Koronanın düşündürdükleri

Diyelim ki büyük yıkım akşam saat 8’de oldu, mesela 9’da dirilmiş olacak mıyız yoksa saatin 12 olmasını falan mı bekleyeceğiz? Ya da karar vericiler, “Ooofff şöyle bir hafta 10 gün dinlenelim şunlar olmadan, sonra diriltiriz” mi diyecek? Ki normaldir böyle demeleri de.

Alper İzbul / Aksak Dünya

 Belki size garip gelecek, belki de “Aaa ben de öyle” diyeceksiniz, bilemiyorum. Ama küçükken, yani 13-14 yaşlarımdayken kıyameti düşündüğümde “Böyle bir şey olacaksa umarım ben de görürüm” diye geçirirdim içimden. Hani tek başıma öleceğime “Hadi hep beraber, hobaa” diye ölmek de daha çekici geliyor gibi. Hâlâ da bu olacaksa görmeyi isterim de daha erken sanki. Ama galiba zaten çok da zamanımız kalmadı. Yani her an “sûr” üflenebilir gibi geliyor bana.

              ***

Peki, diyelim ki oldu bu... Yani evren, galaksi, dünya falan hepsi üflenen sûrla birlikte yok oldu. İşte ondan sonra ne olacak acaba? Sonuçta kıyamet aslında ayakta durmak anlamına geliyor. Yani olacak yıkımdan çok dirilişi anlatan bir kelime. 

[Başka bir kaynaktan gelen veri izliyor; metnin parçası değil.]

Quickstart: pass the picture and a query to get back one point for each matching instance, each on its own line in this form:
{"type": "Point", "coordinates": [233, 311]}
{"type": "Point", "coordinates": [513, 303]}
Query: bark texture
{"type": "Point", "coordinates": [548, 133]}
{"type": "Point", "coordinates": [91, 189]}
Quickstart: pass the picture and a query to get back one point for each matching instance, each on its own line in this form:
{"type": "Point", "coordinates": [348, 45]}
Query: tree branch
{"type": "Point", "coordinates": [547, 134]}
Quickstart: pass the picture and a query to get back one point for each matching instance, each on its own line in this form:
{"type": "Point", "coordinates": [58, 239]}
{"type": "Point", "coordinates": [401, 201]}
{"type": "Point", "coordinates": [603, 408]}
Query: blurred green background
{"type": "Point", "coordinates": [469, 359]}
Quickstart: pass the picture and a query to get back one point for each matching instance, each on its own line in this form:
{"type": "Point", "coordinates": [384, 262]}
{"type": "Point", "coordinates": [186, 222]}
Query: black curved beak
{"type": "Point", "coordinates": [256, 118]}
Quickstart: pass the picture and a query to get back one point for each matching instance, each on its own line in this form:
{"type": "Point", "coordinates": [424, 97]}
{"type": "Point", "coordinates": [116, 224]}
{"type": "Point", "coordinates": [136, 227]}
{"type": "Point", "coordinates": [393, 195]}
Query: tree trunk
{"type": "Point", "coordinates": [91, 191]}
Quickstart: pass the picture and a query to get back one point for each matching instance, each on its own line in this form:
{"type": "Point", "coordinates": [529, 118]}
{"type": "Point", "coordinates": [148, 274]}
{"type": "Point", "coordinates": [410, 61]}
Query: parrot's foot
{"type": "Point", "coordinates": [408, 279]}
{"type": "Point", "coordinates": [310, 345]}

Diyelim ki büyük yıkım akşam saat 8’de oldu, mesela 9’da dirilmiş olacak mıyız yoksa saatin 12 olmasını falan mı bekleyeceğiz? Ya da karar vericiler, “Ooofff şöyle bir hafta 10 gün dinlenelim şunlar olmadan, sonra diriltiriz” mi diyecek? Ki normaldir böyle demeleri de. Sonuçta binlerce yıldır en ilkelimizden en modernimize hepimizin derdi başka oldu ve hepsine şahit oldular, uğraşıp durdular. Biz şurada 3 kişiyle uğraşsak canımız çıkıyor, kim bilir nasıl yorgundur onlar da. Söz vermemiş olsalar hiç diriltmezler belki de. Neyse uzatmayayım, bence bir süre dinlenirler, sonra diriltirler. 

               ***

Peki, sonunda koptu kıyamet ve dirildik onların takdir ettiği bir saatte ya da günde. Tabii tarih boyunca sayısız kuşak yaşadığına göre milyarlarca insan dirilecek demektir. Düşünsene Sırat Köprüsü’nün önündeki kuyruğu. Gerçi bir kısmı muaftır sınavdan, köprüden geçişten belki diyeceğim de sonuçta bu konseptte başlangıç Âdem olarak belirlendiğine ve Âdem de peygamber olduğuna göre, kimse için Sırat’tan kaçış yok gibi görünüyor. 

Sanırım Âdem ilk “kandırılan” aynı zamanda. Kandırıldığı için de cennetten dünyaya sürülen. Yani Tanrı acımamış “kandırıldım” diyene, basmış anında cezayı.  Bak şimdi aklıma ne biçim şeyler geldi, neyse, dönelim Sırat Köprüsü’ne. Umarım sadece tek köprü değildir, en az birkaç köprü vardır. Yoksa bitmez o geçişler... Köprünün girişi, mesai günü tam iş çıkışında ani bastıran bir kar yağışının ardından Boğaz’daki köprülere giden yolu mumla aratır valla...

Sonuç olarak gün geldiğinde ortalık karışacak demektir ama ben yine de tüm sürece tanık olma taraftarıyım. Zaten insanlık bu hızla giderse, gelişmeler böyle devam ederse çok da uzak sayılmaz gibi geliyor bana.